Mean – How to Replace Outliers with Mean for Robust Data Analysis

meanoutliersrobustwinsorizing

This question was asked by my friend who is not internet savvy. I've no statistics background and I've been searching around internet for this question.

The question is : is it possible to replace outliers with mean value? if it's possible, is there any book reference/journals to backup this statement?

Best Answer

Clearly it's possible, but it's not clear that it could ever be a good idea.

Let's spell out several ways in which this is a limited or deficient solution:

  • In effect you are saying that the outlier value is completely untrustworthy, to the extent that your only possible guess is that the value should be the mean. If that's what you think, it is likely to be more honest just to omit the observation in question, as evidently you don't have enough information to make a better guess.

  • With nothing else said, you need a criterion or criteria for identifying outliers in the first place (as implied by @Frank Harrell). Otherwise this is an arbitrary and subjective procedure, even if it is defended as a matter of judgment. With some criteria, it is possible that removing outliers in this way creates yet more outliers as a side-effect. An example could be that outliers are more than so many standard deviations away from the mean. Removing an outlier changes the standard deviation, and new data points may now qualify, and so on.

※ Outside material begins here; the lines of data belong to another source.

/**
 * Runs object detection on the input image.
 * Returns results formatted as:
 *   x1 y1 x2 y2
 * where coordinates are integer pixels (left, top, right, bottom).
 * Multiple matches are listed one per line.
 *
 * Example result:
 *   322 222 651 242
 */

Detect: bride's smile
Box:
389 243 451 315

  • Presumably the mean here means the mean of all the other values, a point made explicit by @David Marx. The idea is ambiguous without this stipulation.

  • Using the mean may seem a safe or conservative procedure, but changing a value to the mean will change almost every other statistic, including measures of level, scale and shape and indicators of their uncertainty, a point emphasized by @whuber.

  • The mean may not even be a feasible value: simple examples are when values are integers, but typically the mean isn't an integer.

  • Even with the idea that using a summary measure is a cautious thing to do, using the mean rather than the median or any other measure needs some justification.

  • Whenever there are other variables, modifying the value of one variable without reference to others may make a data point anomalous in other senses.

What to do with outliers is an open and very difficult question. Loosely, different solutions and strategies have varying appeal.

As a very broad-brush generalisation, there is a continuum of views on outliers in statistics and machine learning from extreme pessimists to extreme optimists. Extreme pessimists feel called to serve as if officers of a Statistical Inquisition, whose duty it is to find outliers as obnoxious contaminants in the data and to deal with them severely. This could be the position, say, of people dealing with financial transactions data, most honest or genuine, but some fraudulent or criminal. Extreme optimists know that outliers are likely, and usually genuine -- the Amazon, or Amazon, is real enough, and really big. Indeed, outliers are often interesting and important and instructive. Floods, fires, and financial crises are what they are, and some are very big.

Here is a partial list of possibilities. The ordering is arbitrary and not meant to convey any order in terms of applicability, importance or any other criterion. Nor are these approaches mutually exclusive.

  • One (in my view good) definition is that "[o]utliers are sample values that cause surprise in relation to the majority of the sample" (W.N. Venables and B.D. Ripley. 2002. Modern Applied Statistics with S. New York: Springer, p.119). However, surprise is in the mind of the beholder and is dependent on some tacit or explicit model of the data. There may be another model under which the outlier is not surprising at all, so the data really are (say) lognormal or gamma rather than normal. In short, be prepared to (re)consider your model.

  • Go into the laboratory or the field and do the measurement again. Often this is not practicable, but it would seem standard in several sciences.

  • Test whether outliers are genuine. Most of the tests look pretty contrived to me, but you might find one that you can believe fits your situation. Irrational faith that a test is appropriate is always needed to apply a test that is then presented as quintessentially rational.

  • Throw them out as a matter of judgement.

  • Throw them out using some more-or-less automated (usually not "objective") rule.

  • Ignore them, partially or completely. This could be formal (e.g. trimming) or just a matter of leaving them in the dataset, but omitting them from analyses as too hot to handle.

  • Pull them in using some kind of adjustment, e.g. Winsorizing.

  • Downplay them by using some other robust estimation method.

  • Downplay them by working on a transformed scale.

  • Downplay them by using a non-identity link function.

  • Accommodate them by fitting some appropriate fat-, long-, or heavy-tailed distribution, without or with predictors.

  • Accommodate by using an indicator or dummy variable as an extra predictor in a model.

  • Side-step the issue by using some non-parametric (e.g. rank-based) procedure.

  • Get a handle on the implied uncertainty using bootstrapping, jackknifing or permutation-based procedure.

  • Edit to replace an outlier with some more likely value, based on deterministic logic. "An 18- year-old grandmother is unlikely, but the person in question was born in 1932, and it's now 2013, so presumably is really 81."

  • Edit to replace an impossible or implausible outlier using some imputation method that is currently acceptable not-quite-white magic.

  • Analyse with and without, and seeing how much difference the outlier(s) make(s), statistically, scientifically or practically.

  • Something Bayesian. My prior ignorance of quite what forbids from giving any details.

EDIT This second edition benefits from other answers and comments. I've tried to flag my sources of inspiration.